Лежа на жесткой койке, я весь остаток дня присматриваюсь к людям. Первое впечатление таково, что военнопленные политработники просто не знают, что их ждет. Они заметно отличаются от тех пленных, с которыми я сталкивался раньше: выдержаннее, спокойнее и, обращаясь к старшим, употребляют слово «товарищ». Даже одежда у них опрятнее – я вижу, что кое-кто пришивает отлетевшие пуговицы. А главное, здесь не слышно подленьких разговоров о победоносном продвижении германских войск и нашем близком конце.

На другой день я без посторонней помощи выхожу на проверку. Нас пересчитывает во дворе перед бараком добродушного вида немец-ефрейтор. Нас человек пятьдесят. Есть молодые, лет по двадцать, есть старики, большинство же среднего возраста; все худые, но подтянутые – сразу видно, что военные. Мне как-то легче дышится здесь, хотя я и убежден, что рано или поздно нас расстреляют.

После обеда приводят новеньких. Среди них бросается в глаза человек с яркой рыжей бородой. Некоторые так и называют его – Борода. Вечером по случаю воскресенья нам выдают, кроме обычного куска эрзац-хлеба, еще по четверть литра жидкой мучной заболтки. Рыжебородый, стоя у деревянного бачка с небольшим излишком похлебки, солидно поглаживает усы.

– Старичку надо добавить, – убежденно говорит он нашему старшому. – Не обижайте старичка, грех.

Глаза у него молодые, жуликоватые, на лице ни единой морщинки. Ему, наверно, лет тридцать.

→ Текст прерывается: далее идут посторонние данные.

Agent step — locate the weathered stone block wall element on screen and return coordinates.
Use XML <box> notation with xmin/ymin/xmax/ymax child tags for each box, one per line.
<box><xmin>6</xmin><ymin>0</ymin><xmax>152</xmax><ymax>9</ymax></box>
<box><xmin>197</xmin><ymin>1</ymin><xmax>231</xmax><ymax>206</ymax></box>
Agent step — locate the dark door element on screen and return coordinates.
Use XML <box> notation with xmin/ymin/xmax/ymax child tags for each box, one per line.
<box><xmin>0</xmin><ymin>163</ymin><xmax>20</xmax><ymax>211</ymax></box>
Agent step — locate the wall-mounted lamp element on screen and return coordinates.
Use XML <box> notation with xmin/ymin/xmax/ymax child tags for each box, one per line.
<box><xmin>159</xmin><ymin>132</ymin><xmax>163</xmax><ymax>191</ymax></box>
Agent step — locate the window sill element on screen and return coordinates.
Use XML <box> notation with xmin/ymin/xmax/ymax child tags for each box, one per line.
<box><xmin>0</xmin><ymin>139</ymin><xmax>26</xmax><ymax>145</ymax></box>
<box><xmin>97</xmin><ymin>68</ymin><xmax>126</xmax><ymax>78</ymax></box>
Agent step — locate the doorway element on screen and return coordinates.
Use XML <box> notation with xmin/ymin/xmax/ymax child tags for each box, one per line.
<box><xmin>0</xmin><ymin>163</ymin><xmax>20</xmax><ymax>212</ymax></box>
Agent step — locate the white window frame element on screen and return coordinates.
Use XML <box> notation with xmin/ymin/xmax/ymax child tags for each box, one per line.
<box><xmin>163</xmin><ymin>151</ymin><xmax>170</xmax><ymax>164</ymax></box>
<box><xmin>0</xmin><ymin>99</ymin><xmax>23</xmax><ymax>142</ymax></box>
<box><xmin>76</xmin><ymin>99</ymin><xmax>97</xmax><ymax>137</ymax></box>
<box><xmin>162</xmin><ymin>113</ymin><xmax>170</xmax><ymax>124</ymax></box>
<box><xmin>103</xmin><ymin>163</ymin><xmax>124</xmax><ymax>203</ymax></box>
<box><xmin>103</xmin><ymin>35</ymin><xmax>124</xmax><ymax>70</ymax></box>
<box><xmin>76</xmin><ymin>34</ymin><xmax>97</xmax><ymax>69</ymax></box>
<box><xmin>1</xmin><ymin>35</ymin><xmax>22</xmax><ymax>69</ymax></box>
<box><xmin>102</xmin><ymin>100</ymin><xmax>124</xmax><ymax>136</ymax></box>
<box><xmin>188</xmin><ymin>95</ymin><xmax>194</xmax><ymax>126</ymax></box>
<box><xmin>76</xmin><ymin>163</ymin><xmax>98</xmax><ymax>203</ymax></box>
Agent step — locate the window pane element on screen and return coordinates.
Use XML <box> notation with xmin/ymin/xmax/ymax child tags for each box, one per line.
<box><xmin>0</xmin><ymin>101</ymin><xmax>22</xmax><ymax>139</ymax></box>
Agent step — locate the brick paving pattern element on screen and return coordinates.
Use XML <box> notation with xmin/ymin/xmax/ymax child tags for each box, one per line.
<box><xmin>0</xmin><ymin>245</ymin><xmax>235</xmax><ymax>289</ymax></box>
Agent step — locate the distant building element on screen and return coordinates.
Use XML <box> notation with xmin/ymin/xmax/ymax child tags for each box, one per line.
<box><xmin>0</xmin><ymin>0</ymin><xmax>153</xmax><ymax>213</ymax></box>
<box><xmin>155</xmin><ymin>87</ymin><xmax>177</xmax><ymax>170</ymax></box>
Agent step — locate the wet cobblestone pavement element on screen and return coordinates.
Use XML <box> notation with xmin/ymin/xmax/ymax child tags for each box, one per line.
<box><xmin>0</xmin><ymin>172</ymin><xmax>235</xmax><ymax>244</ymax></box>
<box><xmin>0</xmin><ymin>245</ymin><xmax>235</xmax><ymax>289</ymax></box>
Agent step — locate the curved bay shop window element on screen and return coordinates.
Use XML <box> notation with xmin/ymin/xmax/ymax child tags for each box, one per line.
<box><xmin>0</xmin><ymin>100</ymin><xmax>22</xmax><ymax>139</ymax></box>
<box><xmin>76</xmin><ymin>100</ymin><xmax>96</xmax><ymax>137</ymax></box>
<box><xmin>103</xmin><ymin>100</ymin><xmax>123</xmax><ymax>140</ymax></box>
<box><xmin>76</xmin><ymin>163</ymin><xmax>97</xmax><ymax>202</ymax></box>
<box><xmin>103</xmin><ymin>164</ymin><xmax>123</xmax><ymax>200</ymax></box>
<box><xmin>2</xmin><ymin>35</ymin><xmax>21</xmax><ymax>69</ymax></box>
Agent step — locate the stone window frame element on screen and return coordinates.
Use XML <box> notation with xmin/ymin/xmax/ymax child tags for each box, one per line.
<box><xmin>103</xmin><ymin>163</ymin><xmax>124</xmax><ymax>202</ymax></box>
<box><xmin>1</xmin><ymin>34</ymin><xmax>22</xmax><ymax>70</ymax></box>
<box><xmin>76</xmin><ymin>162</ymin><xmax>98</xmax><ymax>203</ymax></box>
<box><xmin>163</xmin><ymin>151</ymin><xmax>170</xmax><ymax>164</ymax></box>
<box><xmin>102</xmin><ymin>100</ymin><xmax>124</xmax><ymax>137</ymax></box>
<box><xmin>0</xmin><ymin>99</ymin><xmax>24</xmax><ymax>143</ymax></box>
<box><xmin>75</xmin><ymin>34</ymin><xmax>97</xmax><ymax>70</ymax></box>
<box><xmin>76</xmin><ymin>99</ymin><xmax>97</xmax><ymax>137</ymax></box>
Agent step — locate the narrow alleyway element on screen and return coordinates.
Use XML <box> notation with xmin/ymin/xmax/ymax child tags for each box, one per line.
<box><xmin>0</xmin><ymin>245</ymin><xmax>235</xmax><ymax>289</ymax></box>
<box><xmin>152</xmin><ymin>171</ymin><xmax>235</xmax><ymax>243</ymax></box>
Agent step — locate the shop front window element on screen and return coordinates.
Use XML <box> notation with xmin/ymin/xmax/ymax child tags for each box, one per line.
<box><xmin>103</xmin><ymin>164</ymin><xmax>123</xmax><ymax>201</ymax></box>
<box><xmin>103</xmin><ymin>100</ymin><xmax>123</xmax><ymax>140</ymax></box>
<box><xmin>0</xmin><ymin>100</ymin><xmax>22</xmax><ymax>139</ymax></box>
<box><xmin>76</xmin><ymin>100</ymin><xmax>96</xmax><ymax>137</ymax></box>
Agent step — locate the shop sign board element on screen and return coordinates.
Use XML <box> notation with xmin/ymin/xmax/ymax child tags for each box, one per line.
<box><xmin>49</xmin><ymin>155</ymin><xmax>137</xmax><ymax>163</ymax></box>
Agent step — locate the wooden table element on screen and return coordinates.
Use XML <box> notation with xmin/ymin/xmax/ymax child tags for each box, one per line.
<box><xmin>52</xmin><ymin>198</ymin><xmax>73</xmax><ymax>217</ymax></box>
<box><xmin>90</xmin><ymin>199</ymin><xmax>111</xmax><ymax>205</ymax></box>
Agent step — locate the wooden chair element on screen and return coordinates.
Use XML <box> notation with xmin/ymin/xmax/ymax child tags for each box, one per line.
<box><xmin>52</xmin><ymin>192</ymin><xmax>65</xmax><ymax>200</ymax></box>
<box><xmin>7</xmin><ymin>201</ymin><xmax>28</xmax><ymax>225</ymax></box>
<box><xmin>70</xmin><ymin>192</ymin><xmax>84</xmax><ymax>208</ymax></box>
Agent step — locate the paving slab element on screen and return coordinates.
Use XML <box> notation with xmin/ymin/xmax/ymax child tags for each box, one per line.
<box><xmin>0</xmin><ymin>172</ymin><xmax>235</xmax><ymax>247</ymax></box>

Перед отбоем мы с Худяковым гуляем во дворе. Вспоминаем фронт, полк, Симоненко, нашу трудную, но такую хорошую, как теперь, кажется, былую жизнь. Во время окружения Худяков с группой бойцов пробивался к партизанам. Не удалось. Счастье еще, что на нем случайно оказалась красноармейская шинель. Партбилет, зашитый в подкладке брюк, он уничтожил уже в лагере, а удостоверение личности и прочие документы попали в руки немцев.

– Если меня расстреляют, – вдруг останавливаясь, говорит Худяков, – а ты уцелеешь и вернешься, сообщи, пожалуйста, моим родным… Я сделаю все, что смогу, чтобы тебя перевели отсюда.

                                           5

Дни идут за днями, но ничего не меняется. Я по-прежнему среди политруков. Тут их становится все больше. Поговаривают об отправке в какой-то специальный лагерь.

…Из соседней комнаты выходят мои новые приятели – Виктор и Ираклий. Они зовут меня сыграть в домино. Четвертым они приглашают батальонного комиссара Зимодру.